Manche sehen das Säbelrasseln im karibischen Meer daher als ein klassisches Ablenkungsmanöver: Ein außenpolitischer Erfolg soll helfen, um von einer innenpolitischen Schieflage abzulenken.

Dabei geht es der Trump-Regierung wohl nicht nur um Ablenkung. DW-Korrespondent José Briseño, der aus Washington die Lage in Venezuela verfolgt, glaubt, das Weiße Haus sieht nun die Chance, den Druck auf das strauchelnde Maduro-Regime zu erhöhen, mit dem Ziel eines Regimewechsels in Venezuela.

Zwar sei es keine Frage, dass Venezuela eine wichtige Rolle im Drogenschmuggel spiele, sagt Briseño. Das sei aber bereits seit mindestens zehn Jahren der Fall und deshalb zwinge sich umso mehr die Frage auf, warum die USA eine so "schwerwiegende Operation" ausgerechnet jetzt lanciert, mitten in der Coronakrise.

Venezuelas Schwäche nutzen

Die Folgen des Coronavirus für Venezuela, dessen Wirtschaft schon vor dem Ausbruch der Pandemie wirtschaftlich am Boden lag, sind verheerend. Das Gesundheitssystem stand schon ohne Pandemie kurz vor dem Zusammenbruch. Es fehlt im Land an nahezu allem - Machthaber Maduro hat seine Bürger zuletzt im Staatsfernsehen auf die "schwerste Notlage in der Geschichte des Landes" eingeschworen.
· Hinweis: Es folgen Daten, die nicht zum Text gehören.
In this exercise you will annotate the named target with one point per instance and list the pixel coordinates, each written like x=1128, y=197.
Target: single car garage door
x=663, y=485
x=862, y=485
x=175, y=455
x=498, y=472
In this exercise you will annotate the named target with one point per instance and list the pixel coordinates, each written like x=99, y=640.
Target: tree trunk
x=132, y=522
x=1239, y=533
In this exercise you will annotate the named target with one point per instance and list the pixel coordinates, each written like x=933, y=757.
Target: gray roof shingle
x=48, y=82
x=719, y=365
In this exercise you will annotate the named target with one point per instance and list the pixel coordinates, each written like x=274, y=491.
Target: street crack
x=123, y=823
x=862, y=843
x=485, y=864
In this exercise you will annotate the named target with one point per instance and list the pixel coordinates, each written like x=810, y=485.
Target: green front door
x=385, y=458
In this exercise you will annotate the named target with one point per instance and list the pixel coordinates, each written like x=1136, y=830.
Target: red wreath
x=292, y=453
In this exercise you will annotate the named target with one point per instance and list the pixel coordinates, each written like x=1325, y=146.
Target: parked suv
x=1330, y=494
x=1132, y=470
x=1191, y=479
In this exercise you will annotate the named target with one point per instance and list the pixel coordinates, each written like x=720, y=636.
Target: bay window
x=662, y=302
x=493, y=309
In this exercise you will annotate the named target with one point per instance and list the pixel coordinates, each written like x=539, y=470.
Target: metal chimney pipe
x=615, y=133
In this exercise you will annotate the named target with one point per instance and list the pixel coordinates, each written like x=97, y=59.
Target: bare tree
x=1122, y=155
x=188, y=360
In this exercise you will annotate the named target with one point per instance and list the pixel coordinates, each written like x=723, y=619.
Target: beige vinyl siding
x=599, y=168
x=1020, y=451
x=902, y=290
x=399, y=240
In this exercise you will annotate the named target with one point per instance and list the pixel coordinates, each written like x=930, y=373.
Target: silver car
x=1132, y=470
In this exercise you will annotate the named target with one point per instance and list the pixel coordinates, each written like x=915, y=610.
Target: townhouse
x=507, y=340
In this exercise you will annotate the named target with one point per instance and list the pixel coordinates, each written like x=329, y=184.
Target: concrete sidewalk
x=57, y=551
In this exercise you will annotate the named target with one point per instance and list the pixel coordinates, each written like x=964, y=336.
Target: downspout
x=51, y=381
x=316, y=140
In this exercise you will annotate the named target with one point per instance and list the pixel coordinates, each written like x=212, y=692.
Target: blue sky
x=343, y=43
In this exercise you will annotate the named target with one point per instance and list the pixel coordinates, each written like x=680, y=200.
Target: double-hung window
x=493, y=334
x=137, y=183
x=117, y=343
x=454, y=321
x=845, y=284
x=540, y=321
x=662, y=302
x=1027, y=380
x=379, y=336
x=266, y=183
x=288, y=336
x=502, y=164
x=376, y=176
Das Virus, das Präsident Trump zuletzt ein historisches Umfragehoch beschert hat, soll ihm jetzt also dabei helfen, den alten Konflikt mit dem Maduro-Regime zu lösen und eine unabhängige Übergangsregierung ins Amt zu bringen.

Maduro, der zurzeit noch von Russland und China geschützt wird, hat bereits klar gemacht, was er von der "amerikanischen Verschwörung" hält: Er sei als Staatschef verpflichtet, "den Frieden und die Stabilität" des Landes unter allen Umständen zu verteidigen, schreibt er auf Twitter.

Maduros Versprechen könnte für viele Venezolaner wie Zynismus klingen. Zuletzt hatte nur jeder dritte Venezolaner Zugang zu ausreichend Nahrung. In Teilen des Landes ist zudem das Trinkwassersystem zusammengebrochen.